When Uma Thurman's Mia Wallace orders a 'Douglas Sirk' steak in Pulp Fiction, it means her main course is going to arrive gloriously overdone. A man whose misunderstanding of subtlety might have been attributable to his German background, Douglas Sirk - born Hans Detleft Sierck - really did ratchet the weepie up a notch or two.

However, as the French New Wave filmmakers and modern movie critics have both noted, there's plenty of interesting insight to be found amid the glorious ridiculousness of Sirk's cinema.

Written On The Wind is a good example of how Sirk's florid melodramas also addressed real issues. The plot couldn't be trashier. Best friends Kyle Hadley (Stack) and Mitch Wayne (Hudson) both fall for the same woman, Lucy Moore (Bacall). Kyle marries Lucy to the chagrin of Mitch and Mitch's sister Marylee (Malone), who is in love with Kyle. Kyle in turn fears he might be sterile, only for Lucy to fall pregnant, Marylee's tongue to wag and all hell to break loose. By addressing topics such as alcoholism and sterility, Written On The Wind strayed into atypical territory for American cinema of the 1950s.
Such is the artificiality of Sirk's film (the interiors are overdone, the exteriors clearly shot on soundstages, the performances non-naturalistic) that critics have assumed the director must have been making some sort of comment upon the nature of 1950s melodrama.

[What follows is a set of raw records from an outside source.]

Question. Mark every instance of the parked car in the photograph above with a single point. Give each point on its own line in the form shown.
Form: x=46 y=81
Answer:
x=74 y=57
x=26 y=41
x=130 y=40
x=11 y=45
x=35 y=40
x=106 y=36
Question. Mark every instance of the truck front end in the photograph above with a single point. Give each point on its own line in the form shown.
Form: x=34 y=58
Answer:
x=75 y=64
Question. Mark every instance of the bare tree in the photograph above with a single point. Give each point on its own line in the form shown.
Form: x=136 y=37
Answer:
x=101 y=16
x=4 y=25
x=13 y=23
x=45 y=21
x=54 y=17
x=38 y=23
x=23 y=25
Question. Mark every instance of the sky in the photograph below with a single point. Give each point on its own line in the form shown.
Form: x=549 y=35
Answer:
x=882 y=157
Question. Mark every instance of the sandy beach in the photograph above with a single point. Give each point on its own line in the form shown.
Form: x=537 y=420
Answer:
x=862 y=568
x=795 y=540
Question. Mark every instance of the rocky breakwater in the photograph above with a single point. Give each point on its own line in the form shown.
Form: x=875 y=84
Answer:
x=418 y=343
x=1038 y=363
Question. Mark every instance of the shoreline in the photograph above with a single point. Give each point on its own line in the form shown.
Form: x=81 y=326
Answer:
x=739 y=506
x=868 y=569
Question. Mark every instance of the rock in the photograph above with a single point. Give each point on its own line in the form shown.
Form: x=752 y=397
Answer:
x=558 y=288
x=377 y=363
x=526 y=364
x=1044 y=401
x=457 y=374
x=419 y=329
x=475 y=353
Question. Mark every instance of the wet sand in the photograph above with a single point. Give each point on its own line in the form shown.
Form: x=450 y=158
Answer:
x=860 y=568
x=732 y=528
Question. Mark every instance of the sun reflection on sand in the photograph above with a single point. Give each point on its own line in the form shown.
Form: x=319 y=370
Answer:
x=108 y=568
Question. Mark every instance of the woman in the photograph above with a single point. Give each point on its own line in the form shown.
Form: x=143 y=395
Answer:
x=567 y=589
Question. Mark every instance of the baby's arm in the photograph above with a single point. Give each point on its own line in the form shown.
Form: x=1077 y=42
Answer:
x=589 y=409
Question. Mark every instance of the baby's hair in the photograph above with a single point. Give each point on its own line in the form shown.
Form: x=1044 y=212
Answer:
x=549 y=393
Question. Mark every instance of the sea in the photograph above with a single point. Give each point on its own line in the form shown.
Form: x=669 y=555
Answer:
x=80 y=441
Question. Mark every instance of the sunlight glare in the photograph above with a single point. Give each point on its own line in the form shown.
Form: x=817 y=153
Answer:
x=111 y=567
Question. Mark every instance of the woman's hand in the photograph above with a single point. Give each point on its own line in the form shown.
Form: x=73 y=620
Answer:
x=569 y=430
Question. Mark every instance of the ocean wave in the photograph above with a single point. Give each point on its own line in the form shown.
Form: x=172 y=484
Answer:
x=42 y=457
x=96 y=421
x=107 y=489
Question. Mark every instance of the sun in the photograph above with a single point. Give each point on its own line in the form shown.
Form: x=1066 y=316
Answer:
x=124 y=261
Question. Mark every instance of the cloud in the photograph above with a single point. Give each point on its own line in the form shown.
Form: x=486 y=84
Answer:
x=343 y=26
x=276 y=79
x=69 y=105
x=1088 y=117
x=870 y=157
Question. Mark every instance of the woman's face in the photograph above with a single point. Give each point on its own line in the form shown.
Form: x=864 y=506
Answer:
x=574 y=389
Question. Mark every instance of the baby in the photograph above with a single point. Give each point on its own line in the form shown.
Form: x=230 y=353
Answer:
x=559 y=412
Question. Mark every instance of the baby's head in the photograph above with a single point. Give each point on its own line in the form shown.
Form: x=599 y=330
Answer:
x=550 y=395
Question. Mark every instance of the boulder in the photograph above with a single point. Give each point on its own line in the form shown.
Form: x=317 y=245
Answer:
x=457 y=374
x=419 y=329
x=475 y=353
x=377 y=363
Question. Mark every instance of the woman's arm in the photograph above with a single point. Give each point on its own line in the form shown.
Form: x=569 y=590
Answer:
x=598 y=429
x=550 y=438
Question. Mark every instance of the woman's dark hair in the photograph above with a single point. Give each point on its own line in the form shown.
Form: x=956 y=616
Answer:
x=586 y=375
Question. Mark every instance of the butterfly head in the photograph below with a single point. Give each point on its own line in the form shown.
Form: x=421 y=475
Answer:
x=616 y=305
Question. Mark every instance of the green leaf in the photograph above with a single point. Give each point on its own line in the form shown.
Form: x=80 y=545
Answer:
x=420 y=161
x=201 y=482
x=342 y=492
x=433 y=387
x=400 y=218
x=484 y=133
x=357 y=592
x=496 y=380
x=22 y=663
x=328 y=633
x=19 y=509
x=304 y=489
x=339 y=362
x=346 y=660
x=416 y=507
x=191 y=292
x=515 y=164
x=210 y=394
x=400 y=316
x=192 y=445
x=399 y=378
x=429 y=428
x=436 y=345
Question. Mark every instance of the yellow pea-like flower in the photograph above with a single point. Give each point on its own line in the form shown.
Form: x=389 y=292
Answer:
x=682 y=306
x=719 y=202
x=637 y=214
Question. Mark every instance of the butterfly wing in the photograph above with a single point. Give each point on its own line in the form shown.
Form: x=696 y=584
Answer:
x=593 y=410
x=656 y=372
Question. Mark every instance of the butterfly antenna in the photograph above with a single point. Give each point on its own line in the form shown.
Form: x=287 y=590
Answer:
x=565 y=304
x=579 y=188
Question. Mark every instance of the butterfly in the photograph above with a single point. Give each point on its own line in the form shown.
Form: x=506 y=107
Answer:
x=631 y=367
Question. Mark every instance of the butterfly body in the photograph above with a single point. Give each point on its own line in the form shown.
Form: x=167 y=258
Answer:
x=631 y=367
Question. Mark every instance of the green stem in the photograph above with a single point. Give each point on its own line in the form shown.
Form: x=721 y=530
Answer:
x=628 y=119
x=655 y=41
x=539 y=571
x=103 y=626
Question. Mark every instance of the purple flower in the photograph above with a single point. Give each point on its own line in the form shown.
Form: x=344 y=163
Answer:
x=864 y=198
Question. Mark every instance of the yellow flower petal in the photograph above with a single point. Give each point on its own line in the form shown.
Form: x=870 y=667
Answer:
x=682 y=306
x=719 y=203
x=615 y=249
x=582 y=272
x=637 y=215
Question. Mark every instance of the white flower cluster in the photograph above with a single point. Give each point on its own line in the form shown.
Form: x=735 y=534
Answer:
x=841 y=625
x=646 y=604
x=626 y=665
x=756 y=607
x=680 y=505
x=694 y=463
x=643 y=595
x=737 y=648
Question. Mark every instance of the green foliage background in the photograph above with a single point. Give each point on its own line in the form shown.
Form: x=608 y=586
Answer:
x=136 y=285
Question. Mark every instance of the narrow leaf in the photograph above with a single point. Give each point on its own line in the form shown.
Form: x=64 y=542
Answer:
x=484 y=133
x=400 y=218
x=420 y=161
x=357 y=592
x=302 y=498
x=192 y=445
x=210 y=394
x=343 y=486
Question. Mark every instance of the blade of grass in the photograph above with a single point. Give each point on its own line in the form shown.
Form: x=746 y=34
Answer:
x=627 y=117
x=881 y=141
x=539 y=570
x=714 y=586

Whether this is true or not, it's hard to imagine that Sirk didn't have an inkling that his regular collaborator Rock Hudson wasn't gay. Certainly, the film works very well when taken as a study of masculinity, with Hudson (closeted), Stack (macho), and Grant Williams (shrinking violet-cum-future Incredible Shrinking Man) providing an interesting shorthand for the postwar American male.

Sumptuously shot by Russell Metty (cinematographer on Orson Welles' Touch Of Evil), Written On The Wind is almost a great movie in spite of itself. We should be able to dismiss it out of hand, but such is the quality of the craftsmanship that even if it is only trash, it is trash of the highest order. And if it's a satire of middle class mores then it couldn't have been more savage had it been written by Swift. Not that everyone can see what's so special about it. To this day Lauren Bacall doesn't think much of the movie. Now isn't there a saying about artists not being the best judges of their work?

Verdict

Written On The Wind will be some people's idea of hell. Lovers of big-screen soap, however, will be on the other side of heaven.